Everysdi’s active ingredient is risdiplam, a small-molecule drug that promotes the production of full-length and functional SMN protein in the brain. SMN—also known as survival of motor neuron—is involved in repairing DNA, managing cellular stress and preserving overall neuromuscular function. In SMA, genes encoding for SMN are typically mutated, leading to dysfunctional protein expression.
The drug was first approved in 2020, but as an oral solution that must be constituted by a healthcare provider before being dispensed to patients, according to its label. The drug is administered once daily after a meal through an oral syringe.
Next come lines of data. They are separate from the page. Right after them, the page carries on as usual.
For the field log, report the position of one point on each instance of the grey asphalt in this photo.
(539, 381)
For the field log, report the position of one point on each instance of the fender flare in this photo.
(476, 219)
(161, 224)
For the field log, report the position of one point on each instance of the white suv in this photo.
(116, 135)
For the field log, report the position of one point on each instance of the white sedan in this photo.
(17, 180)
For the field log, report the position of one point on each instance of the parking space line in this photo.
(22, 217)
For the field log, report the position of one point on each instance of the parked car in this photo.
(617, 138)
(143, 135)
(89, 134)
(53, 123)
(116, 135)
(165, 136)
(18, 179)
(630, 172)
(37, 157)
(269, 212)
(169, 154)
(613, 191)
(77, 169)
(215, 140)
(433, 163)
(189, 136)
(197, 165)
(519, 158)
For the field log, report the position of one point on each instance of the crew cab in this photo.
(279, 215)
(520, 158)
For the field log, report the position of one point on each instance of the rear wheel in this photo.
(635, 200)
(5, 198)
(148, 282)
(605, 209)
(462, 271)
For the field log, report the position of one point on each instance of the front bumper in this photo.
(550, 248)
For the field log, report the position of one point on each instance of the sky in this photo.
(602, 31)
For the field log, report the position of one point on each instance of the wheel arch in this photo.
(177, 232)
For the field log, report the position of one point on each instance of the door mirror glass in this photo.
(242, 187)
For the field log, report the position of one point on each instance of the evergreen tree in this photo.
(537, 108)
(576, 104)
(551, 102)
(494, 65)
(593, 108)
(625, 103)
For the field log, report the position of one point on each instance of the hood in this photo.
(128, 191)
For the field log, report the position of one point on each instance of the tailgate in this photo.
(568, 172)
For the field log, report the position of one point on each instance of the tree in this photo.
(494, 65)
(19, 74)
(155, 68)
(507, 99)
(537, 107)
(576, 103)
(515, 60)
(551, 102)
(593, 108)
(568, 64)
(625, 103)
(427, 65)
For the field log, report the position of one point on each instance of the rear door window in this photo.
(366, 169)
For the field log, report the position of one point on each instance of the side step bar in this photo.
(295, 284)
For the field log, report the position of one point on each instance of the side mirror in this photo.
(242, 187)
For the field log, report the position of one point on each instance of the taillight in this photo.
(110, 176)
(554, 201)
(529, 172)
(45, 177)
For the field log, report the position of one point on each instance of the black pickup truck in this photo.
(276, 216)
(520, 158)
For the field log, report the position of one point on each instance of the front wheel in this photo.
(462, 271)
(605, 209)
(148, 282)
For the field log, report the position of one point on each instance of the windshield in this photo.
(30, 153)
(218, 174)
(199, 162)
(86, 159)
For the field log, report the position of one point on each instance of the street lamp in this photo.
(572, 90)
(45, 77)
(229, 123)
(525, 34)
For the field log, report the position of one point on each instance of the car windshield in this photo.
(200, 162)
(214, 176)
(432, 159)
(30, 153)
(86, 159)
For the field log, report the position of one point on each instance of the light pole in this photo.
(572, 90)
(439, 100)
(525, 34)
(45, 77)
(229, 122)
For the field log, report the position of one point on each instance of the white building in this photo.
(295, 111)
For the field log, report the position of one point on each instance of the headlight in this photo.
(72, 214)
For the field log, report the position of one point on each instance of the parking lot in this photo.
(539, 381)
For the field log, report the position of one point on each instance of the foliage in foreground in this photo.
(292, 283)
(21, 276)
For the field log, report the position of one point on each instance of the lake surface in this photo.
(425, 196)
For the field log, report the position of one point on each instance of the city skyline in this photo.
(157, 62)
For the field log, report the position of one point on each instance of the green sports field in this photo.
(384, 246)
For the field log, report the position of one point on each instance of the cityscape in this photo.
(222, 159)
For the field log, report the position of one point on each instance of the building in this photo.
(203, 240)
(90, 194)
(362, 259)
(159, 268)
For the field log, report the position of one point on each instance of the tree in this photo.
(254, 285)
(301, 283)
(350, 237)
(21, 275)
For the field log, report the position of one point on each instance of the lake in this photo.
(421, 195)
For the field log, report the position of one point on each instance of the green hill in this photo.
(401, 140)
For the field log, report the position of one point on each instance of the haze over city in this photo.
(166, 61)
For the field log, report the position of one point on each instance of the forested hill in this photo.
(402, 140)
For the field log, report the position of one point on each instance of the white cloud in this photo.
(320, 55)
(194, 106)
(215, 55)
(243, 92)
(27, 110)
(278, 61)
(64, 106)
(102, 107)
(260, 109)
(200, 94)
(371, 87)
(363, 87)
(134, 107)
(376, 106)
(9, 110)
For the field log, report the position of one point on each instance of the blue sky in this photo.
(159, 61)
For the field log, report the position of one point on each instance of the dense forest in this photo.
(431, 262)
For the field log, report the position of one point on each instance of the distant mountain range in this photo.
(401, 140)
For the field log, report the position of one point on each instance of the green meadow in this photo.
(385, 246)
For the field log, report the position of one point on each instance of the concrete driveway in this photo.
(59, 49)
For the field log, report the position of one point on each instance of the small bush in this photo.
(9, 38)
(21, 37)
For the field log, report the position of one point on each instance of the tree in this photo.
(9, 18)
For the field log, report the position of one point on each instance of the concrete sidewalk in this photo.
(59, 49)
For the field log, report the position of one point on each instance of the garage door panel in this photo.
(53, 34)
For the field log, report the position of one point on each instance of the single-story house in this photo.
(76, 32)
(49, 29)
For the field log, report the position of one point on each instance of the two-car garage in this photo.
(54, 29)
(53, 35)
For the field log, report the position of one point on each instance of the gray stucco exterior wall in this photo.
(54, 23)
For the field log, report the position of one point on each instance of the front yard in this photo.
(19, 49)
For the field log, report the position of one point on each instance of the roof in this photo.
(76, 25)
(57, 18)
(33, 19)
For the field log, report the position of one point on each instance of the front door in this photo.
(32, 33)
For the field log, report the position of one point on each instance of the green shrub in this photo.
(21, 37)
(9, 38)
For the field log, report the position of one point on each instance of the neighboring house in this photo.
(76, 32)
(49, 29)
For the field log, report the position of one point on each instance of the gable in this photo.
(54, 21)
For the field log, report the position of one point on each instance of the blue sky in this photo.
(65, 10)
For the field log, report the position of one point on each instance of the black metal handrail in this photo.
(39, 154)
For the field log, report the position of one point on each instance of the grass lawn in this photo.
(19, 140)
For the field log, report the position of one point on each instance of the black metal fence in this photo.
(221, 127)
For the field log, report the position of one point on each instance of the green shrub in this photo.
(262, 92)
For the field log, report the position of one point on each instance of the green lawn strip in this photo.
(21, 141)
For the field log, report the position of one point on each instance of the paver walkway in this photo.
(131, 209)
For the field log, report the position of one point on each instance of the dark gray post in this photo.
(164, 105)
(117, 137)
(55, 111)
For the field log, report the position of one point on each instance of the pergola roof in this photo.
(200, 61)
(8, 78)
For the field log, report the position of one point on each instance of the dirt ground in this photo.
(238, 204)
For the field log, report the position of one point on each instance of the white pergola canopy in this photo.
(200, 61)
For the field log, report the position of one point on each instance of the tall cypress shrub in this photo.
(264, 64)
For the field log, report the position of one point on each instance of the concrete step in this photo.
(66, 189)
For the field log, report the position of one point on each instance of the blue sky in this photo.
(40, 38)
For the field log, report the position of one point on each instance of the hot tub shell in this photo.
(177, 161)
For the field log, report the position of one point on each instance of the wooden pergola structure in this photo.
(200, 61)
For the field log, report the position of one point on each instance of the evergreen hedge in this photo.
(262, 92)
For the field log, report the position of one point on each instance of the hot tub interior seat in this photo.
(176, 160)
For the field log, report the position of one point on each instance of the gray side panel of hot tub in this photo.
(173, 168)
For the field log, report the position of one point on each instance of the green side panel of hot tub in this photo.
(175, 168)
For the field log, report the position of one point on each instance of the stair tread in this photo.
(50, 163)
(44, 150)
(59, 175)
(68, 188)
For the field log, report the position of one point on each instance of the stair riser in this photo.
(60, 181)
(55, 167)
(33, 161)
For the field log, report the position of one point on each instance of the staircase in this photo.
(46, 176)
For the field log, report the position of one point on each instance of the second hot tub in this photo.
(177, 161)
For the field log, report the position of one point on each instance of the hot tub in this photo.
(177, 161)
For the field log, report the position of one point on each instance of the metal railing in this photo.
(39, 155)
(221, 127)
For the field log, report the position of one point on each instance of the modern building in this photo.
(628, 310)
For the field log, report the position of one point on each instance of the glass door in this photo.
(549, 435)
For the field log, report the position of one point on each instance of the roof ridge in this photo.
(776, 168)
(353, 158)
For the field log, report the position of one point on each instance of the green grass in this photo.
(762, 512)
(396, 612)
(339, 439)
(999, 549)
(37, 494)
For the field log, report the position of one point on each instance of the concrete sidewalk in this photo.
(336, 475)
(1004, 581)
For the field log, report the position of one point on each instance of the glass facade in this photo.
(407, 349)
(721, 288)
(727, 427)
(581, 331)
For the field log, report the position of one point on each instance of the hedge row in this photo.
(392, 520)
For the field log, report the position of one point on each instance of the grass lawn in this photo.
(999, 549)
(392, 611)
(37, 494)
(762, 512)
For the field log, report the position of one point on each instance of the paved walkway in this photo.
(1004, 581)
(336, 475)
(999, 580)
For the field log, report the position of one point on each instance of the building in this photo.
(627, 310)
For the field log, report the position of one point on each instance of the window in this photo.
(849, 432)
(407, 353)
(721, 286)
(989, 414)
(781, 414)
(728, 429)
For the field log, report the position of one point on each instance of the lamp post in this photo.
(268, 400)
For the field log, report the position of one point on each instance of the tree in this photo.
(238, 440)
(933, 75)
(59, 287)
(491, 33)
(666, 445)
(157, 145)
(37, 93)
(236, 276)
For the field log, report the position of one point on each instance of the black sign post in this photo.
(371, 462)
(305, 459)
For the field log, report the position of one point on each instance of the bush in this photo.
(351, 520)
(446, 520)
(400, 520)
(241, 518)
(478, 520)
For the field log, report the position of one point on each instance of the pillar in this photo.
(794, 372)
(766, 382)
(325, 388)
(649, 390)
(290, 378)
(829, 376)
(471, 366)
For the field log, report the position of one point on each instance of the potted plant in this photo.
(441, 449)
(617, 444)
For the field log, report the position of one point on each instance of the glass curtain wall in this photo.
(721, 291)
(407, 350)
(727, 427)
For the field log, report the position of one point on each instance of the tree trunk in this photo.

Data from a bioequivalence study supported the approval of the pill form. Results showed that a 5-mg tablet could elicit comparable exposure to risdiplam, suggesting that patients taking the tablet will see “the same established efficacy and safety” as the oral solution of Evrysdi, according to Wednesday’s release.
The pill approval for Evrysdi bucks Roche’s recent losing streak in the neurodegenerative space. In December 2024, the pharma announced that its Prothena-partnered Parkinson’s disease candidate prasinezumab failed its Phase IIb trial. The pharma pointed to “potential clinical efficacy” on the primary endpoint—time to confirmed motor progression—though the effect was not statistically significant.
In October 2024, Roche let go of an Alzheimer’s disease prospect, sending rights to bepranemab back to UCB.
Elsewhere in the SMA space, Biogen last month announced that the FDA had accepted a supplemental filing for Spinraza that proposes a higher dose of the Ionis-partnered asset for SMA. In October, Scholar Rock aced Phase III testing for its myostatin blocker apitegromab, which elicited significant improvements in motor function in kids with SMA.